The difficulty with the “Ural Formula” is that it is a rough guide which says nothing about the interest or capacity of states to join. Furthermore, it cannot possibly reconcile every conceivable jurisdictional controversy within the external limits of Europe. And there are many. From frozen conflicts, to de facto states, to secessionist movements, there are many real and present challenges within Europe which raise significant human rights concerns for the populations affected. Membership of the CoE is no panacea for these ills. However, the fact that millions of Europeans have no effective access to the European system for the protection of human rights is a significant cause for concern. In some cases, such as Kosovo, the European Court of Human Rights is off-limits, for others, such as Crimea, human rights monitoring mechanisms are faced with a dichotomy over which CoE member State exercises de jure control under international human rights law and which de facto, which means those mechanisms cannot operate freely or effectively. These are just some of the so-called “grey zones” with the CoE area which deserve much more detailed and meaningful consideration, in good faith.

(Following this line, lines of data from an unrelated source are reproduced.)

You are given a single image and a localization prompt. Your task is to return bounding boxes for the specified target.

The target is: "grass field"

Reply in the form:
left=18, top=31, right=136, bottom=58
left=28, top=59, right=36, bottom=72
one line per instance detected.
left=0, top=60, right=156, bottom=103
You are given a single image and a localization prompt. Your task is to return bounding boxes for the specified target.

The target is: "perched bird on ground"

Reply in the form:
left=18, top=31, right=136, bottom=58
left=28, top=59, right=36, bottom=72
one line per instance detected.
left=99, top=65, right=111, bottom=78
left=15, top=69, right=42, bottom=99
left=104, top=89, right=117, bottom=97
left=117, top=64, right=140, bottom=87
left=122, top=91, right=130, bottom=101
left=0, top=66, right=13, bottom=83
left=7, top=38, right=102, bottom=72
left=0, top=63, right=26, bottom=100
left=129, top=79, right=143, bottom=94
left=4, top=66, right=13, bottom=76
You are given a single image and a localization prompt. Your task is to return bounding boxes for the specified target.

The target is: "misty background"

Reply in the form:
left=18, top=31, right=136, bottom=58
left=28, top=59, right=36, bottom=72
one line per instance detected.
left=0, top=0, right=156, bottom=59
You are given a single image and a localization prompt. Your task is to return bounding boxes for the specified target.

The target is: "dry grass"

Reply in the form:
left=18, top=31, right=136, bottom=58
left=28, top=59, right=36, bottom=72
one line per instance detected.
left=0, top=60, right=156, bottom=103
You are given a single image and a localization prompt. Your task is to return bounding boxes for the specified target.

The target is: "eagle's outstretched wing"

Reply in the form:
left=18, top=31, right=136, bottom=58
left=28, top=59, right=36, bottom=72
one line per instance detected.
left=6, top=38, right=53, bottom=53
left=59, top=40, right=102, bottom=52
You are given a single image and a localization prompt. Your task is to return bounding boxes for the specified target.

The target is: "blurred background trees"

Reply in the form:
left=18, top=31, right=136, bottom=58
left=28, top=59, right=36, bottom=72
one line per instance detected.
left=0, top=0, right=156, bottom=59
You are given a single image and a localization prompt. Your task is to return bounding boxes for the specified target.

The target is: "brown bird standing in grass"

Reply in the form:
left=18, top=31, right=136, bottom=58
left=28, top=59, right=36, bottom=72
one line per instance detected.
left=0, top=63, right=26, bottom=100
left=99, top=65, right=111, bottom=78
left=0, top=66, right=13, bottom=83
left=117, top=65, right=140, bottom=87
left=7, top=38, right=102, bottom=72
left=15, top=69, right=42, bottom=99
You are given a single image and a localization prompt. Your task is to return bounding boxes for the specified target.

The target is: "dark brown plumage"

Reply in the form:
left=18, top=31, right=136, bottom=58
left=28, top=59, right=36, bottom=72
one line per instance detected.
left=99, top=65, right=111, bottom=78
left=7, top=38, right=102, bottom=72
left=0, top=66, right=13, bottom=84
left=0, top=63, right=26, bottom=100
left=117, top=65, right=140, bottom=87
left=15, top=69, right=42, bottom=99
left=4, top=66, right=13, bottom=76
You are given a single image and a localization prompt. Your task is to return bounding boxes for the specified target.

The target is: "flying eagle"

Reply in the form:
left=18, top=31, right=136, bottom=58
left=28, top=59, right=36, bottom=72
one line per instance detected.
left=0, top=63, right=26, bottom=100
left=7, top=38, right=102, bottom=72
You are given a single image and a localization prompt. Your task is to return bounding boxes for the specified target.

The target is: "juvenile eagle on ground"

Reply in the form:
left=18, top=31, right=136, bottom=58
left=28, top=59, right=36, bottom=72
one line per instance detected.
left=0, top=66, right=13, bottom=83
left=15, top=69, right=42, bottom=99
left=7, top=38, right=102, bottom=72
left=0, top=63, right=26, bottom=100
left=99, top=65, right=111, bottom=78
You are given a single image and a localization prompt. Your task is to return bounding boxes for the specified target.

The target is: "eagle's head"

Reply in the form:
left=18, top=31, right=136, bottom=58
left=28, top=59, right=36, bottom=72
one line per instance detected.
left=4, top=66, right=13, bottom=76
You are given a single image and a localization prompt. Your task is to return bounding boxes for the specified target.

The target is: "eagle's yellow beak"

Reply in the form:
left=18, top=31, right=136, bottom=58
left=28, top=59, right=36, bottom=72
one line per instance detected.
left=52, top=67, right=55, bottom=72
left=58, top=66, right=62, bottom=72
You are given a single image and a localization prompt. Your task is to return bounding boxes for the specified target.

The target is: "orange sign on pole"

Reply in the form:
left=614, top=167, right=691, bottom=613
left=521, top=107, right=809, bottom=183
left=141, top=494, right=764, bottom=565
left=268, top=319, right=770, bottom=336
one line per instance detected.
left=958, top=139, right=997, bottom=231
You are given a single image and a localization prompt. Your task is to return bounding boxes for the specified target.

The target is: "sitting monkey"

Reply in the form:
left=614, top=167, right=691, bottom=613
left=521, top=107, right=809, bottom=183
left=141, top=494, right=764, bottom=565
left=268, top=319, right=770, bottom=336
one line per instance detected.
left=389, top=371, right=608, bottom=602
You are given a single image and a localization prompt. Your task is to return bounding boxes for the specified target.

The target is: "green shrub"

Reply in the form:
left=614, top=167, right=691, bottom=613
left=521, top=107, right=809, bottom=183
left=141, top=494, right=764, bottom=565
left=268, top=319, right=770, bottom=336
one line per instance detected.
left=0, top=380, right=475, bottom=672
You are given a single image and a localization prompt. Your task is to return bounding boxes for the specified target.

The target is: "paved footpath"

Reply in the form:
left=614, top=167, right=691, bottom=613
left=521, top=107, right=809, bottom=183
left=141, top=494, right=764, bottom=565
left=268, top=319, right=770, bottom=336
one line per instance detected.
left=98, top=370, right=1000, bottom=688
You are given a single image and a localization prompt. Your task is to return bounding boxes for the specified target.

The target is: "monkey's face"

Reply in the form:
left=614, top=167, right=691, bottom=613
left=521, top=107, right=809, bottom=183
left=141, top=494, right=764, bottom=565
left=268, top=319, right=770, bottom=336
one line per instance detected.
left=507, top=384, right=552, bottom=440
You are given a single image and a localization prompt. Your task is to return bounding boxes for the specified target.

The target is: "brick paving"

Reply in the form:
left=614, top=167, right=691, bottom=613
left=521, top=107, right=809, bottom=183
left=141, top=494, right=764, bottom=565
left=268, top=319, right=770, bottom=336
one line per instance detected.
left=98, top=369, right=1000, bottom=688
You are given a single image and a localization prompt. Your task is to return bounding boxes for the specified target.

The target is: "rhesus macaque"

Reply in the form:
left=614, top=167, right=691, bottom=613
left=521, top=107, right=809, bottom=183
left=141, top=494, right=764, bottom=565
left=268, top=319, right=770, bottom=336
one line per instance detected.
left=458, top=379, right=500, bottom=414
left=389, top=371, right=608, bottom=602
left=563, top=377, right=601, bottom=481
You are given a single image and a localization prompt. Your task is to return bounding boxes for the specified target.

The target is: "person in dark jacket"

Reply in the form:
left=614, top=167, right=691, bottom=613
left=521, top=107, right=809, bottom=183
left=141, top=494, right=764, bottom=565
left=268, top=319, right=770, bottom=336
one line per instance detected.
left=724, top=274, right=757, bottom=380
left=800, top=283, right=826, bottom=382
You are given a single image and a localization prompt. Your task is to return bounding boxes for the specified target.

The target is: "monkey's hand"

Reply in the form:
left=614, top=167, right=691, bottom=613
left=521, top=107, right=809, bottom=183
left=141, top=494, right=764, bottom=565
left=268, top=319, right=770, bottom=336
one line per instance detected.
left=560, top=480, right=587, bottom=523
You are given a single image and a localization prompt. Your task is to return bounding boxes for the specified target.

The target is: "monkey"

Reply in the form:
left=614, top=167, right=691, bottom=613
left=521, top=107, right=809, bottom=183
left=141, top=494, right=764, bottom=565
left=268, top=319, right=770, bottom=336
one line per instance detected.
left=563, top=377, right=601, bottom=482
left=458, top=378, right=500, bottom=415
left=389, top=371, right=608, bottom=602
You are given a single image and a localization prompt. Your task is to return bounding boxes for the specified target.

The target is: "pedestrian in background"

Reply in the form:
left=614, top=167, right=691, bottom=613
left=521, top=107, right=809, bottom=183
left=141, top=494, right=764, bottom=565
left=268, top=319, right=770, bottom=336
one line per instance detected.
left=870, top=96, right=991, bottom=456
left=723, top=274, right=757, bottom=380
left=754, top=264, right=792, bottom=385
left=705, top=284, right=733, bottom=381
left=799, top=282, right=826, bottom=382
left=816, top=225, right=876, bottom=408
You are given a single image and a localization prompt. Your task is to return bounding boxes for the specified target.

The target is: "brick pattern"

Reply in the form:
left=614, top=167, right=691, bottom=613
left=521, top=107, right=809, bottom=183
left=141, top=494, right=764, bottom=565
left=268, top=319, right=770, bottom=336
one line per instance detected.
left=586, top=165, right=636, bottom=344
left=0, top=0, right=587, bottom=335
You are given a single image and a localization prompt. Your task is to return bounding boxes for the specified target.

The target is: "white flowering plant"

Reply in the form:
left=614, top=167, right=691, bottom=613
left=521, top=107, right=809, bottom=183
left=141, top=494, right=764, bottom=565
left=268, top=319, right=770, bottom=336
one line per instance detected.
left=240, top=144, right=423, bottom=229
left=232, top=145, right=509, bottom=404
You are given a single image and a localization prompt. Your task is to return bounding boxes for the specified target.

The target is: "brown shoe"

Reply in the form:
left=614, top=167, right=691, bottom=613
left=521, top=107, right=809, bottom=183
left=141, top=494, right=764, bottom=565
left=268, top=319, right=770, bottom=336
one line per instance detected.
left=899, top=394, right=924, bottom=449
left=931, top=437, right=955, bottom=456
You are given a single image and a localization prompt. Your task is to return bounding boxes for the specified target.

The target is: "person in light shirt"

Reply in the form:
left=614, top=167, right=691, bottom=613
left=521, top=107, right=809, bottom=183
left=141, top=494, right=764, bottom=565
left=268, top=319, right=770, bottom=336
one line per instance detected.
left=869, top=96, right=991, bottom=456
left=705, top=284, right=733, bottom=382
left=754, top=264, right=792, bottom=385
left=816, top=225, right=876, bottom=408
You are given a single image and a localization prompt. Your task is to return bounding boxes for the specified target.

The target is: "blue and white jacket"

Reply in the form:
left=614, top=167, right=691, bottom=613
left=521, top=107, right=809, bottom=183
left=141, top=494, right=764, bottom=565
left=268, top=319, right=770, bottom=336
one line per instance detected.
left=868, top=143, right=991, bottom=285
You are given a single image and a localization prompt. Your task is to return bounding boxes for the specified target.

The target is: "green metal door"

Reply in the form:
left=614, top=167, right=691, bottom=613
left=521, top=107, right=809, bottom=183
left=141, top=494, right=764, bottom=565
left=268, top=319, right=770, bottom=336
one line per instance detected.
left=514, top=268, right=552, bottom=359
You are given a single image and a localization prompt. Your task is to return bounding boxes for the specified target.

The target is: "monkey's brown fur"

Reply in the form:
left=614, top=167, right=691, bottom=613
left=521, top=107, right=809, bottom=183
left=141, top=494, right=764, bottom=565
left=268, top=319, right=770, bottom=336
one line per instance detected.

When we consider the limits of Europe, we must be mindful of the object and purpose of the Council of Europe as being about maintaining and promoting the ideals and values of a democratic society – human rights, democracy and the rule of law. The CoE is at the forefront of international human rights standard-setting so it is right and proper that it should seek to inspire law, policy and practice in its ‘neighbourhood’ and more widely as the Istanbul Convention is doing.
It is not about imposing a value-system on others, rather about promoting standards which are in the public interest and being receptive to calls for assistance, as is the case with Kazakhstan and Tunisia. It is to be celebrated that the Istanbul Convention has adopted this progressive path to ensure that the rights enshrined are practical and effective, not theoretical and illusory.
Still, we must not neglect the many other European human rights ‘grey zones’ which are hidden in plain sight.